When Abe, a man living in his parents' house with only his extensive collection of action figures for company meets Miranda, a depressive, almost catatonic, woman, he decides she's the gal of his dreams. It's from this point that things begin to sour for Abe; Miranda has a secret and Abe starts to regret his decision, discovering that in 21st-century America you can't return every purchase, even if you did keep the receipt. It's a fun scenario but there's not a great deal else on hand, save for a bit of fun riffing on capitalism and a few too many dips into Abe's imagination. Childish and spoilt, he's fairly loathsome, yet played by Gelber with such an eye for pathos that he's too ridiculous to be totally detestable.
Most of the best moments come from Blair, who delivers Miranda's lines with a pitch-perfect reticence, but elsewhere the tone varies wildly.
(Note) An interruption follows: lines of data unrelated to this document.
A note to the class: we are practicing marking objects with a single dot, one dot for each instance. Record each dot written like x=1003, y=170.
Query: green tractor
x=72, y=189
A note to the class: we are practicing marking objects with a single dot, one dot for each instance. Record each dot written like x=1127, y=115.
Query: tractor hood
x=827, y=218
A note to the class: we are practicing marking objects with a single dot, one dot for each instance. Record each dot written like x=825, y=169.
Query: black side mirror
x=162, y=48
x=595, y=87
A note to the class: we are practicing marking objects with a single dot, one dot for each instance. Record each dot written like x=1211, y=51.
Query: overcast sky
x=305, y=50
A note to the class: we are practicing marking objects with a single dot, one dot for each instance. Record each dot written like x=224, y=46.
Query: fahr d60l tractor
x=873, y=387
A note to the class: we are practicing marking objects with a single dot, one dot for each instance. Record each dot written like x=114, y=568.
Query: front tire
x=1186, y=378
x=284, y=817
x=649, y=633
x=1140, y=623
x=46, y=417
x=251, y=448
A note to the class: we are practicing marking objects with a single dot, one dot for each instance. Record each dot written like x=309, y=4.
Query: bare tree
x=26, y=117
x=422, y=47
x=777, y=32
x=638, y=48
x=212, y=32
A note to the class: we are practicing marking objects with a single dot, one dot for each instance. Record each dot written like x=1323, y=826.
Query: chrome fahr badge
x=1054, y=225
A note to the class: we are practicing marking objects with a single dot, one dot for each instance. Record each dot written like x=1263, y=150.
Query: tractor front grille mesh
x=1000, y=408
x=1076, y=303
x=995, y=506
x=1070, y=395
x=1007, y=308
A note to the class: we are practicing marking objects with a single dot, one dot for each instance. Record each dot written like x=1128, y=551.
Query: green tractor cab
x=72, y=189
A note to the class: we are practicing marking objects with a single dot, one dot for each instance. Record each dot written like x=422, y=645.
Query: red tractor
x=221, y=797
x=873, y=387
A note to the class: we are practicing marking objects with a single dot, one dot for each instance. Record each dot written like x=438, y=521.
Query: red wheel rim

Christopher Walken and Mia Farrow are underused as Abe's stoic father and coddling mother and there's less meat to the dissection of America's foibles than we've come to expect from Solondz. An unfeasibly grim conclusion forces the audience to adjust to a genuinely miserable situation for characters we've previously grown indifferent to. But nor is the ending as moving as it should be, thanks to Gelber's all-too appropriate performance. It's this reluctance to settle into a groove that works against Dark Horse but Solondz proves that he can still do subtlety and maturity without relying on quite so dark a subject matter, skewering romantic comedy with his sharp, awkward observations.
Solondz's sweetest film is still terrifically bitter. The maudlin sensibilities do stifle the belly laughs and it isn't always consistently engaging but there's a wincing poetry at work nonetheless.